My heart lurches. He was out buying me gifts? While I was here drowning in self-pity, convinced he’d abandoned me, he was out there risking his life to get me more presents?
“You were attacked while shopping?” The words come out strangled as I bring him to the bed. “Lucian, what kind of humans could possibly—”
“Not humans,” he utters through the obvious pain. “Shifters. Four of them.”
I freeze, incredulous. “Shifters?”
Four shifters managed to do this to him? To Lucian, who moves like violence personified, who I’ve seen kill without breaking a sweat?
He collapses onto my small bed with a grunt, finally letting the packages fall to the floor. Blood immediately begins soaking into the blankets, but I don’t care. All I can focus on is the way his face has gone pale, the way his hands are shaking slightly.
“Let me see,” I whisper, reaching for his torn shirt.
His eyes find mine as I start to peel away the ruined fabric. “You’re here.”
“Of course I’m here. Where else would I be?”
“Thought you might have left.”
The words confuse me, making my hands go still. “Where would I have gone?”
“Doesn’t matter,” he says roughly, wincing as I continue removing his shirt. “You’re here now.”
The wounds I uncover make me gasp—gashes across his chest and abdomen, bite marks on his shoulder, claw marks down his ribs. But as I grab a cloth and start cleaning the blood away, something makes me frown.
“These aren’t very deep,” I murmur, dabbing gently at a particularly nasty-looking scratch.

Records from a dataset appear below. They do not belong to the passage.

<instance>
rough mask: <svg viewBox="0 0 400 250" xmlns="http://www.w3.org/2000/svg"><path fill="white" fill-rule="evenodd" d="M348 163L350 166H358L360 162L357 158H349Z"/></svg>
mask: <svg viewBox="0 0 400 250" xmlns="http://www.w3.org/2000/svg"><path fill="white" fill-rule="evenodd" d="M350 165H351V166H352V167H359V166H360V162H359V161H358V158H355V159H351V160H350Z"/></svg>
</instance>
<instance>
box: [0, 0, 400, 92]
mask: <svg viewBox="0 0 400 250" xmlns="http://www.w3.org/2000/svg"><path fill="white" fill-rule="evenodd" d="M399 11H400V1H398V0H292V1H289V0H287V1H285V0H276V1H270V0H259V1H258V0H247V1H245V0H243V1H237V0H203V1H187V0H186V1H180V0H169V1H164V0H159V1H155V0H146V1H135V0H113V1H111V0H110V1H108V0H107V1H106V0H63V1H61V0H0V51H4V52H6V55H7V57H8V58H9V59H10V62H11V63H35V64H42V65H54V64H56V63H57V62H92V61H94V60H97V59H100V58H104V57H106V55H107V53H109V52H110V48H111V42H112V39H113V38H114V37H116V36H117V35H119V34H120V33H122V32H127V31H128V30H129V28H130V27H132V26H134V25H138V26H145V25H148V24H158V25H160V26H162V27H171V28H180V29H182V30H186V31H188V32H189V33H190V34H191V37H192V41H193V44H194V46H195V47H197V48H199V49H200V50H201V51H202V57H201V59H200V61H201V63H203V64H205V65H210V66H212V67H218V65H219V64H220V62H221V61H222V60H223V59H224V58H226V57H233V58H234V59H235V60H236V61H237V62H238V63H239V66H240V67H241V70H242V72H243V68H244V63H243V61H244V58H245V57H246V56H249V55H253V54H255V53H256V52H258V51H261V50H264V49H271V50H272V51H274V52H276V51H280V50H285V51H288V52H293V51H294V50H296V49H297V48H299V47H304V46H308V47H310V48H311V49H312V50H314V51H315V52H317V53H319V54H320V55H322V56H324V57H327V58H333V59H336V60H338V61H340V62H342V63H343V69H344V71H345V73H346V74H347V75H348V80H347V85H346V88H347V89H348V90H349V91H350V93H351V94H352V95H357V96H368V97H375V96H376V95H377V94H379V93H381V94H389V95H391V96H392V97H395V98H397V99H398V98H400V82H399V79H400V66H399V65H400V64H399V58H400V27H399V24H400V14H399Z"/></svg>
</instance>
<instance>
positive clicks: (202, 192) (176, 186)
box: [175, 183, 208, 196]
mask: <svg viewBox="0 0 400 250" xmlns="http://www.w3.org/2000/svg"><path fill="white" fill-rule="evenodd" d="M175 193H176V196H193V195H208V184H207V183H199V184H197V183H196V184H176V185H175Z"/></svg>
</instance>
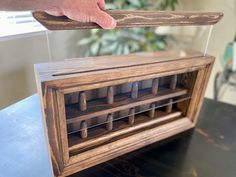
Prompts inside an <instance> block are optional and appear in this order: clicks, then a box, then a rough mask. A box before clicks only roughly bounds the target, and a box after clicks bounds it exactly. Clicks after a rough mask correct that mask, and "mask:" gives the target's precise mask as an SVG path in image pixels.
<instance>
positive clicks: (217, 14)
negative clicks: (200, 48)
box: [33, 10, 223, 30]
mask: <svg viewBox="0 0 236 177" xmlns="http://www.w3.org/2000/svg"><path fill="white" fill-rule="evenodd" d="M107 13H109V14H110V15H111V16H112V17H113V18H114V19H115V20H116V21H117V27H116V28H124V27H153V26H198V25H214V24H216V23H217V22H218V21H219V20H220V19H221V18H222V17H223V13H221V12H171V11H169V12H168V11H121V10H120V11H119V10H118V11H115V10H114V11H107ZM33 16H34V18H35V19H36V20H38V21H39V22H40V23H41V24H42V25H43V26H45V27H46V28H47V29H49V30H78V29H94V28H100V27H99V26H98V25H97V24H95V23H81V22H77V21H73V20H70V19H68V18H67V17H65V16H63V17H54V16H51V15H48V14H47V13H45V12H33Z"/></svg>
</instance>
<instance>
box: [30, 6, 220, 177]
mask: <svg viewBox="0 0 236 177" xmlns="http://www.w3.org/2000/svg"><path fill="white" fill-rule="evenodd" d="M109 13H110V14H111V15H112V16H113V17H114V18H115V19H116V20H117V21H118V25H117V27H118V28H120V27H133V26H160V25H167V26H174V25H212V24H215V23H217V22H218V21H219V20H220V19H221V17H222V13H193V12H191V13H180V12H143V11H137V12H135V11H113V12H109ZM34 17H35V18H36V19H37V20H39V21H40V22H41V23H42V24H43V25H45V26H46V27H47V28H48V29H51V30H69V29H91V28H98V26H97V25H95V24H93V23H79V22H74V21H71V20H69V19H67V18H65V17H60V18H58V17H52V16H49V15H47V14H45V13H43V12H34ZM127 17H129V18H127ZM143 19H145V20H143ZM213 62H214V57H212V56H209V55H204V54H202V53H201V52H197V51H194V50H181V51H163V52H154V53H138V54H130V55H122V56H102V57H91V58H81V59H73V60H67V61H63V62H55V63H43V64H36V65H35V75H36V80H37V87H38V91H39V93H40V96H41V103H42V109H43V114H44V118H45V130H46V134H47V135H48V139H49V147H50V154H51V159H52V164H53V170H54V174H55V176H57V177H62V176H68V175H71V174H73V173H76V172H78V171H81V170H84V169H86V168H89V167H92V166H94V165H97V164H99V163H102V162H105V161H107V160H110V159H112V158H115V157H117V156H120V155H123V154H125V153H128V152H131V151H133V150H136V149H138V148H141V147H144V146H146V145H149V144H151V143H154V142H156V141H160V140H162V139H165V138H168V137H170V136H173V135H175V134H178V133H181V132H183V131H186V130H188V129H191V128H193V127H194V126H195V124H196V122H197V117H198V114H199V111H200V108H201V105H202V102H203V98H204V93H205V89H206V86H207V82H208V79H209V76H210V72H211V69H212V66H213ZM140 83H141V84H140ZM123 86H124V87H123ZM123 88H124V89H123ZM122 89H123V90H122ZM99 91H102V93H101V95H102V96H101V95H100V94H98V92H99ZM104 91H105V92H104ZM104 93H105V94H104ZM123 114H124V115H123ZM104 116H105V117H104ZM94 122H95V123H94Z"/></svg>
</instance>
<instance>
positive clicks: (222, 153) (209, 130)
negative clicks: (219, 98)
mask: <svg viewBox="0 0 236 177" xmlns="http://www.w3.org/2000/svg"><path fill="white" fill-rule="evenodd" d="M235 109H236V106H235V105H230V104H226V103H222V102H216V101H214V100H210V99H205V101H204V104H203V107H202V110H201V112H200V115H199V120H198V123H197V127H196V128H195V129H194V130H192V131H188V132H186V133H184V134H181V135H178V136H175V137H173V138H171V139H168V140H164V141H162V142H158V143H155V144H153V145H151V146H148V147H145V148H142V149H140V150H138V151H135V152H132V153H129V154H126V155H123V156H121V157H118V158H116V159H113V160H111V161H109V162H106V163H103V164H101V165H98V166H96V167H93V168H90V169H88V170H84V171H82V172H79V173H77V174H74V175H71V176H70V177H95V176H96V177H100V176H108V177H109V176H112V177H121V176H122V177H137V176H145V177H147V176H148V177H159V176H160V177H201V176H203V177H213V176H214V177H221V176H224V177H233V176H236V171H235V164H236V144H235V135H236V120H235V117H236V112H235ZM219 159H220V160H219ZM226 169H227V172H226ZM111 174H112V175H111Z"/></svg>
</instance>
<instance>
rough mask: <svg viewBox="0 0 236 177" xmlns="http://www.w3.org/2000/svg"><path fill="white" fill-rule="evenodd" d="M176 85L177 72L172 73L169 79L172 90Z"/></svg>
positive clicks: (170, 88)
mask: <svg viewBox="0 0 236 177" xmlns="http://www.w3.org/2000/svg"><path fill="white" fill-rule="evenodd" d="M176 85H177V74H175V75H173V76H172V77H171V81H170V89H171V90H174V89H176Z"/></svg>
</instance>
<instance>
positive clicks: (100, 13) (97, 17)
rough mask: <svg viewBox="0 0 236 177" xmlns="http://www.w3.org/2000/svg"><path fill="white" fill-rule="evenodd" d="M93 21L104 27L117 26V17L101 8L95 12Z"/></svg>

“I told you, I won,” he says quietly, his eyes never leaving my face. “I just took some damage doing it.”
“Four shifters, though?” I shake my head, reaching for some bandages. “I can’t believe they managed to get the jump on you.”

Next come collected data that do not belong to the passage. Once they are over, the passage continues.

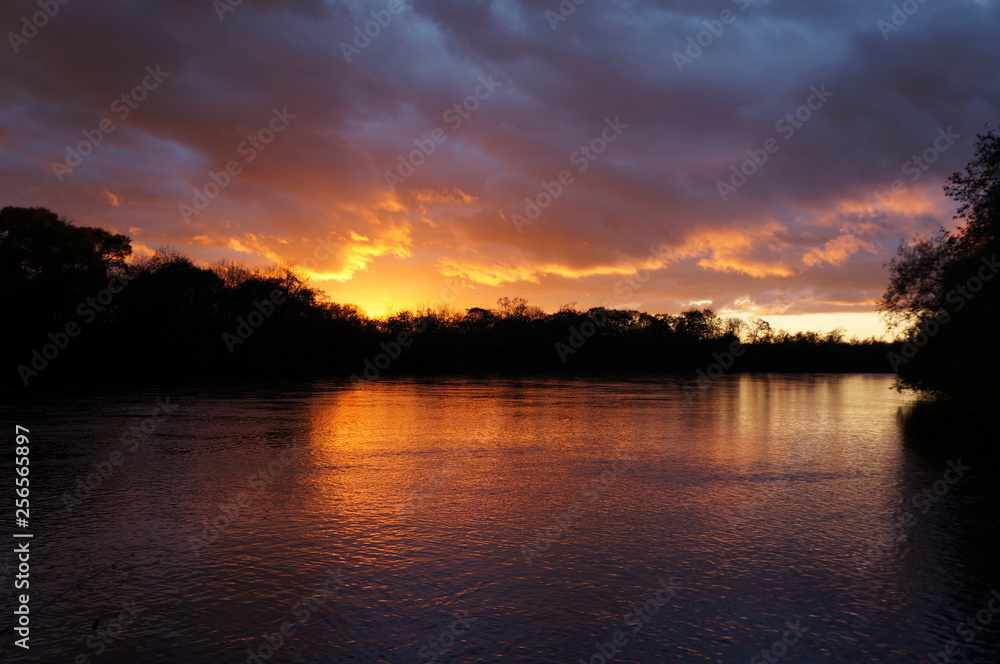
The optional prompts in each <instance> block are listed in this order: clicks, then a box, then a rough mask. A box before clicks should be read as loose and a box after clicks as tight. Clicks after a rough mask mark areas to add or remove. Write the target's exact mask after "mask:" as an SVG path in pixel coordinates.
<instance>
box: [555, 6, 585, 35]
mask: <svg viewBox="0 0 1000 664" xmlns="http://www.w3.org/2000/svg"><path fill="white" fill-rule="evenodd" d="M586 1H587V0H561V1H560V2H559V6H557V7H556V10H557V11H552V10H551V9H546V10H545V20H547V21H548V22H549V29H550V30H552V32H555V31H556V30H557V29H558V28H559V24H560V23H565V22H566V19H568V18H569V17H570V16H572V15H573V14H575V13H576V8H577V7H579V6H580V5H582V4H583V3H585V2H586Z"/></svg>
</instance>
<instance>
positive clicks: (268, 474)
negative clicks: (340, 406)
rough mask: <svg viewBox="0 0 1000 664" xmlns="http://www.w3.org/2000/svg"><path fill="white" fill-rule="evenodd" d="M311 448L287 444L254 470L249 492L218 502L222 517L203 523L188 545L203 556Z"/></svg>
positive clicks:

“They were waiting for me. It was an ambush.” His jaw clenches as I clean a wound on his ribs. “Cowards.”
“But still...” I wrap gauze around his chest, trying to focus on the task instead of the way his skin feels under my hands. “You’re so strong. So fast.”
“There were too many of them,” he says, and there’s an odd inflection in his voice—almost like he’s trying to sound pitiable. “Overwhelmed me.”
I glance up at his face as I secure the bandage. Something doesn’t quite add up, but he’s hurt, and I’m grateful he’s alive.
“No one has ever worried about me before,” he says suddenly, our eyes meeting as his voice goes lower. “Or patched me up after a fight.”
“What do you mean?”
“I’ve always taken care of my own injuries.” He shrugs, but there’s something careful about the gesture. “I’ve never had anyone to worry about me the way you do.”
The quiet admission makes something crack open in my chest. “Well,” I say, trying to keep my voice steady as I stand up to clean a cut on his shoulder, “you have someone now.”
His hand catches my wrist, stopping my movements. “Do I?”
I look down at him, confused by the question. “What do you mean?”
“You seem indifferent to everything I do for you. I’m trying to take care of you, and you keep rejecting me. I’m starting to think you only want me for my body.”
I stare at him, my mouth falling open slightly. “Are you—are you seriously complaining that I want you for your body?”